On Friday, the Labor Department will release its employment report for September. According to forecasts and average estimates by Refinitiv economists, the data will show that wage funds increased by 250,000 last month and that the unemployment rate remained stable at 3.7 percent. In August, the figure was 315 000, meaning it fell and is the weakest monthly employment growth since December 2020.
The average hourly wage is expected to increase by 0.3% or 5.1% per year.
Employment was expected to be lower. Higher employment could fix another 3/4 of a percent point increase in the interest rate. In an attempt to catch up with ongoing inflation, officials have already approved 3 consecutive 75-basis-point increases in June, July and September. Now they have charted an aggressive course for the rest of the year.
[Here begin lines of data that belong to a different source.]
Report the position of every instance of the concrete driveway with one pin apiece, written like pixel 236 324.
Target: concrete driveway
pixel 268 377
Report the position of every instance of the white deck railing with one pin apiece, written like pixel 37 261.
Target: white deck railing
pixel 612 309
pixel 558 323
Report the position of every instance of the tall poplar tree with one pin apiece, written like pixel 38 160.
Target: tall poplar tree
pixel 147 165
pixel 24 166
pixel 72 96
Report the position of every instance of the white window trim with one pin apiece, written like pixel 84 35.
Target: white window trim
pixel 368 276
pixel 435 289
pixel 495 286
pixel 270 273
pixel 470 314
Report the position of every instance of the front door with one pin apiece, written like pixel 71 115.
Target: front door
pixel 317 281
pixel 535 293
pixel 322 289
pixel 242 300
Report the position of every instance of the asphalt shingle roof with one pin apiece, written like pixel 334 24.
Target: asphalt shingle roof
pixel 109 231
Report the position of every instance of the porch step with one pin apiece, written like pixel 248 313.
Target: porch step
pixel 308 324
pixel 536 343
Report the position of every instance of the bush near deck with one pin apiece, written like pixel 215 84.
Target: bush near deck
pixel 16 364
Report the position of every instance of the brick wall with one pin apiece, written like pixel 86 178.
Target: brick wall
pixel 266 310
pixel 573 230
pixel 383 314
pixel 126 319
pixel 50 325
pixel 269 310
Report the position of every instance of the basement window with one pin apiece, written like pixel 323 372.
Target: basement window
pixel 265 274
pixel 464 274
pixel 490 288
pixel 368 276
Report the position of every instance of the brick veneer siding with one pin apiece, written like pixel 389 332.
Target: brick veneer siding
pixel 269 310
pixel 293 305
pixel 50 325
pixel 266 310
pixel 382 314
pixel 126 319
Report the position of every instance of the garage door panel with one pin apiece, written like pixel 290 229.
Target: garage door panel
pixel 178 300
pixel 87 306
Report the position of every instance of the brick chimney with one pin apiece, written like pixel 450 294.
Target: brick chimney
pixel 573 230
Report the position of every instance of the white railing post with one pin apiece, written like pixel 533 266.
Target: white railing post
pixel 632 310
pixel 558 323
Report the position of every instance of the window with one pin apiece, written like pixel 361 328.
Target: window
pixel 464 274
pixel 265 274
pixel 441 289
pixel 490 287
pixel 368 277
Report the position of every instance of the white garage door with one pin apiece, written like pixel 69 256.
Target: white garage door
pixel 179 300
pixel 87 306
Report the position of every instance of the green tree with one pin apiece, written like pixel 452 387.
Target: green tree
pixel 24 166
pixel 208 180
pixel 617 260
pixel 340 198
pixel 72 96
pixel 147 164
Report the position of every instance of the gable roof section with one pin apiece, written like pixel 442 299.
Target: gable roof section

In the last weeks there are more and more indications of the loss in strength of the labor market. Many companies, including Google Alphabet, Walmart, Apple, and Microsoft have announced hiring pauses or layoffs.
Also, it was expected that the increase in applications for unemployment benefits would grow less. Last week, this figure exceeded expectations. The number of Americans applying for unemployment benefits for the first time rose to 219 000. That's a five-week maximum.
An increase in unemployment benefits may be a warning that employers lay off workers, consumers reduce spending, and the economy stagnates. Based on the other data released this week, job openings have fallen to their lowest level since the pandemic began. This points out that employers defer hiring to the sidelines.
FRS Chairman Jerome Powell admitted at a press conference after the September meeting that higher rates may cause an increase in unemployment.